Europäische Länder haben der Ukraine inzwischen doppelt so viel finanzielle Unterstützung wie die USA zugesagt. So kommen insgesamt 156 Milliarden Euro gegenüber 70 Milliarden der USA zusammen, wie das Institut für Weltwirtschaft (IfW) Kiel kürzlich berichtete.
Ein Hauptgrund dafür ist laut IfW die neue «Ukraine-Fazilität» der Europäischen Union (EU) über 50 Milliarden Euro. Aber auch andere europäische Länder hätten ihre Unterstützung mit neuen mehrjährigen Paketen aufgestockt.
«Zum ersten Mal seit Beginn des Krieges hinken die USA nun klar hinterher», heisst es. Das sei eines der Ergebnisse der jüngsten Aktualisierung des «Ukraine Support Trackers» des Kieler Instituts.
Im Sommer hatte die EU ein neues mehrjähriges Unterstützungspakets in Höhe von 50 Milliarden Euro angekündigt. Dieses soll zwischen 2023 und 2027 bereitgestellt werden. Das bedeutet laut IfW eine Verdopplung der Zusagen der EU an die Ukraine.
Das Institut verweist auf neue mehrjährige Zusagen einzelner europäischer Länder, wie etwa das vierjährige militärische Unterstützungspaket Deutschlands im Wert von 10,5 Milliarden Euro bis 2027 und Norwegens «Nansen-Unterstützungsprogramm» im Wert von 6,6 Milliarden Euro über fünf Jahre.

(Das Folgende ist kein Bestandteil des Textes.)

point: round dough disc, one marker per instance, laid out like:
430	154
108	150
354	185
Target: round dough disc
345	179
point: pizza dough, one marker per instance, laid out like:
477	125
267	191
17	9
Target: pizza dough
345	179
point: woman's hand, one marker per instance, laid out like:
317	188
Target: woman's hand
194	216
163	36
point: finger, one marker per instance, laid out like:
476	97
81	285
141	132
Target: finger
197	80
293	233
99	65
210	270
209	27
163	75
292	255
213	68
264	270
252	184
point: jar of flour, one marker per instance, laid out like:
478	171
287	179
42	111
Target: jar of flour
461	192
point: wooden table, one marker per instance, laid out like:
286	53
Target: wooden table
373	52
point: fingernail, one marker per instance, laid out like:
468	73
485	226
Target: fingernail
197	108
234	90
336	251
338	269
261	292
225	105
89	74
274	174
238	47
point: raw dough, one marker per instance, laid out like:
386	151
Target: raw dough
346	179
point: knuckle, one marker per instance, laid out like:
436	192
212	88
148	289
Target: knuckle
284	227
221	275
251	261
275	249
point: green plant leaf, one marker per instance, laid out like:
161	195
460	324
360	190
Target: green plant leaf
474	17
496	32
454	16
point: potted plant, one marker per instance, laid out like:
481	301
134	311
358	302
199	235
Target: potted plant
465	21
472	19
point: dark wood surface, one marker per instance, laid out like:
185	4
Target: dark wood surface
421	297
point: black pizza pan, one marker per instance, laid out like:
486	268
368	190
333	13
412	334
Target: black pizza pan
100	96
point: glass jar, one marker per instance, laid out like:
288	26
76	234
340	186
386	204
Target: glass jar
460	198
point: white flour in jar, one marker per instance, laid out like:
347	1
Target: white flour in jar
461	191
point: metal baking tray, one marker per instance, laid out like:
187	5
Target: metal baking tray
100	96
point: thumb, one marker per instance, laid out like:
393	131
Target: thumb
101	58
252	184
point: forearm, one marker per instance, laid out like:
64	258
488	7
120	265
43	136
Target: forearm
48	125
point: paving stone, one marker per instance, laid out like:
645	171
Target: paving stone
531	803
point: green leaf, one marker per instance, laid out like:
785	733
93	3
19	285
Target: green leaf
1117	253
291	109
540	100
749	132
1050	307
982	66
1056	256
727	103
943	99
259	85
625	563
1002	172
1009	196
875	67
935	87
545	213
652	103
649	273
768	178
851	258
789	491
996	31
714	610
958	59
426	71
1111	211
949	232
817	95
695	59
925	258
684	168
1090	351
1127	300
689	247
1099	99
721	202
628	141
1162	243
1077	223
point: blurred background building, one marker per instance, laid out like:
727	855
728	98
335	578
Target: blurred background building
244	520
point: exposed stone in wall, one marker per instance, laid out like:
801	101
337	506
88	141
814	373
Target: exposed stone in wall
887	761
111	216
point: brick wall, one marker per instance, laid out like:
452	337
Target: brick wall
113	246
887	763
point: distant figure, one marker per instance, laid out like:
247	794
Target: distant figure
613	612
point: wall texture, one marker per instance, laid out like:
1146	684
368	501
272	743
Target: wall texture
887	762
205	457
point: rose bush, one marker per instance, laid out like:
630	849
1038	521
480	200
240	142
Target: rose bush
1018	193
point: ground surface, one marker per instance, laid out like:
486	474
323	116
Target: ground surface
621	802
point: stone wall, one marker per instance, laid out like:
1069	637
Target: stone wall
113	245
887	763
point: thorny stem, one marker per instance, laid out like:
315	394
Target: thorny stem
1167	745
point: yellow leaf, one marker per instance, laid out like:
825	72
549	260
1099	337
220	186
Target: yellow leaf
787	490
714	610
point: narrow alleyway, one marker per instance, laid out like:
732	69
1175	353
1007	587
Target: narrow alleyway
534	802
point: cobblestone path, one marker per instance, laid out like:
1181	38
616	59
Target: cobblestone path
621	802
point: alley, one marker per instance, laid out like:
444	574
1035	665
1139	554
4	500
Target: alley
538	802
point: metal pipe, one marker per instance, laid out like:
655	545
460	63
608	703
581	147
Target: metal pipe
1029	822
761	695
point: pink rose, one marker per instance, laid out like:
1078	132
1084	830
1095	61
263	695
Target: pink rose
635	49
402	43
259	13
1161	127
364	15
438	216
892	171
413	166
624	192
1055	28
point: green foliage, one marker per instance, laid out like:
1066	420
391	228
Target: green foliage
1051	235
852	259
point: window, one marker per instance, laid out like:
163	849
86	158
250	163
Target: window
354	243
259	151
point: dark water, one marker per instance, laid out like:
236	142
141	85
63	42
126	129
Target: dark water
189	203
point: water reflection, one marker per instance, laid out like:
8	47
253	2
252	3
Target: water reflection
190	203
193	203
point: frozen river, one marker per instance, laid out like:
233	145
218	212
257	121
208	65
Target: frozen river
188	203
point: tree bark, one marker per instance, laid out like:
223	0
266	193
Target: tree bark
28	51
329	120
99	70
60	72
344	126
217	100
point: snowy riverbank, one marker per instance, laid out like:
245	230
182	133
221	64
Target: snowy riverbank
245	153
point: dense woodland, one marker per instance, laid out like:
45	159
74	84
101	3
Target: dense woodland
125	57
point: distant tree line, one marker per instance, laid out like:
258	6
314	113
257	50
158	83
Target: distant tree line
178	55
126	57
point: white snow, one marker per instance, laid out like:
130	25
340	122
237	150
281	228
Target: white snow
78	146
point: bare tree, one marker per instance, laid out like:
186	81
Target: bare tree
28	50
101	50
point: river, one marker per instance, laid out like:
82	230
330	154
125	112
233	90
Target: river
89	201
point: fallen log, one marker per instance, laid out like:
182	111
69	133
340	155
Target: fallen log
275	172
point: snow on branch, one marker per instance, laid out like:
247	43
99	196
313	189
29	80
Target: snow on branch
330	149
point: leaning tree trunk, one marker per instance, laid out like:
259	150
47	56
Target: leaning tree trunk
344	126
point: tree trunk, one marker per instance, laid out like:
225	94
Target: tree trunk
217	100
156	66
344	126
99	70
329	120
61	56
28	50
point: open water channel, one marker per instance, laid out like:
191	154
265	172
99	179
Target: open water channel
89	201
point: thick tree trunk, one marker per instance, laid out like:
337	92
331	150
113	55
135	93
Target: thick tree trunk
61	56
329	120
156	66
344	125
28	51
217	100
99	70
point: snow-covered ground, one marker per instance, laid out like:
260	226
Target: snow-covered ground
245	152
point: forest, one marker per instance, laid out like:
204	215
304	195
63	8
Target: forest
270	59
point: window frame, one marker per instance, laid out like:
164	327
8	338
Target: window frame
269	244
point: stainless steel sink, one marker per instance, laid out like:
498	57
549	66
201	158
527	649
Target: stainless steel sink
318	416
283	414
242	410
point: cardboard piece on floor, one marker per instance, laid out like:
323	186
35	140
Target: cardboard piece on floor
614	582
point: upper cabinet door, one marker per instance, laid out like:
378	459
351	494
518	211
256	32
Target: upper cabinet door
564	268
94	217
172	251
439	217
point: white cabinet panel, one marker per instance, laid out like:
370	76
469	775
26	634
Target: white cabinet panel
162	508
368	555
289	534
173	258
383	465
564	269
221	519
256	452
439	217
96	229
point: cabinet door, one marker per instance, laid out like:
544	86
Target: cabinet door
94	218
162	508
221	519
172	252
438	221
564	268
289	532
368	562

Weitere Pakete mit mehrjähriger Laufzeit hätten Dänemark, Grossbritannien, die Schweiz, Schweden, Portugal und Litauen zugesagt.
Christoph Trebesch vom IfW findet es laut Pressemitteilung «bemerkenswert, wie schnell Europa zu einem dauerhaften, mehrjährigen Unterstützungsprogramm für die Ukraine übergegangen ist. Im Vergleich dazu hinken die USA nun deutlich hinterher, da sie in den letzten Monaten keine nennenswerten neuen Zusagen gemacht haben.»
Bei den zugesagten Hilfsleistungen handelt es sich vor allem um Lieferungen von Waffen und militärischer Ausrüstung. Trebesch fügte hinzu:
«Trotz der vielversprechenden neuen Zusagen bleibt abzuwarten, wie viel tatsächlich geliefert wird und wann.»
Bisher seien die europäischen Geber «oft langsam mit ihren Lieferungen» gewesen, beklagte der IfW-Experte. Der freie EU-Korrespondent Eric Bonse macht in seinem Blog Lost in Europe darauf aufmerksam, die USA würden trotz des Rückstandes weiter den Kurs vorgeben. So habe US-Aussenminister Antony Blinken bei seinem jüngsten Besuch in Kiew unter anderem die Lieferung von Uranmunition zugesagt.
Was mit den Hilfsgeldern an die Ukraine passiert, scheint nur unzureichend kontrolliert zu werden und bekannt zu sein. So hatte unter anderem Andreas Schwarz vom Europäischen Amt für Betrugsbekämpfung «Olaf» («Office européen de lutte antifraude») im Mai in einem Interview darauf hingewiesen, europäische Hilfsgelder könnten im ukrainischen Korruptionssumpf «verwendet und verschwendet werden».
«Man kann die Sache nicht schönreden», wurde der EU-Ermittler zitiert. «Das ganze Geld hilft natürlich nur, wenn es wirklich für neue Strassen, Schulen und Krankenhäuser ausgegeben wird», so Schwarz.
Zudem kommen Berichten zufolge die zugesagten Hilfsgelder gar nicht erst in der Ukraine an, weil sie in den Kassen westlicher Konzerne landen. Nur ein Bruchteil der finanziellen Unterstützung sei wirklich für das ukrainische Budget vorgesehen, so ein Beitrag des Portals EuroBRICS von August.
Das «Bemerkenswerteste» sei, «dass der überwiegende Grossteil auch der in diesem Rahmen eingeplanten Finanzmittel in die eigenen Rüstungsindustrien fliesst, die dadurch ihre Produktion sowie den Export ausweiten können und so zum Teil Rekordgewinne erzielen». Nach US-Angaben seien nur 20 Prozent der als «Haushaltshilfe» für die Ukraine eingeplanten US-Gelder dem Krisenland auch übergeben worden. Mehr als die Hälfte sei in den USA geblieben, «weil mit diesem Geld unter anderem die eigenen Ausgaben beglichen wurden».
Zudem gibt es Hinweise, dass Kiew mit den europäischen Hilfsgeldern auch die Waffenlieferungen aus den USA bezahlt. Darauf hatte im Januar dieses Jahres der Journalist Gabor Steingart aufmerksam gemacht.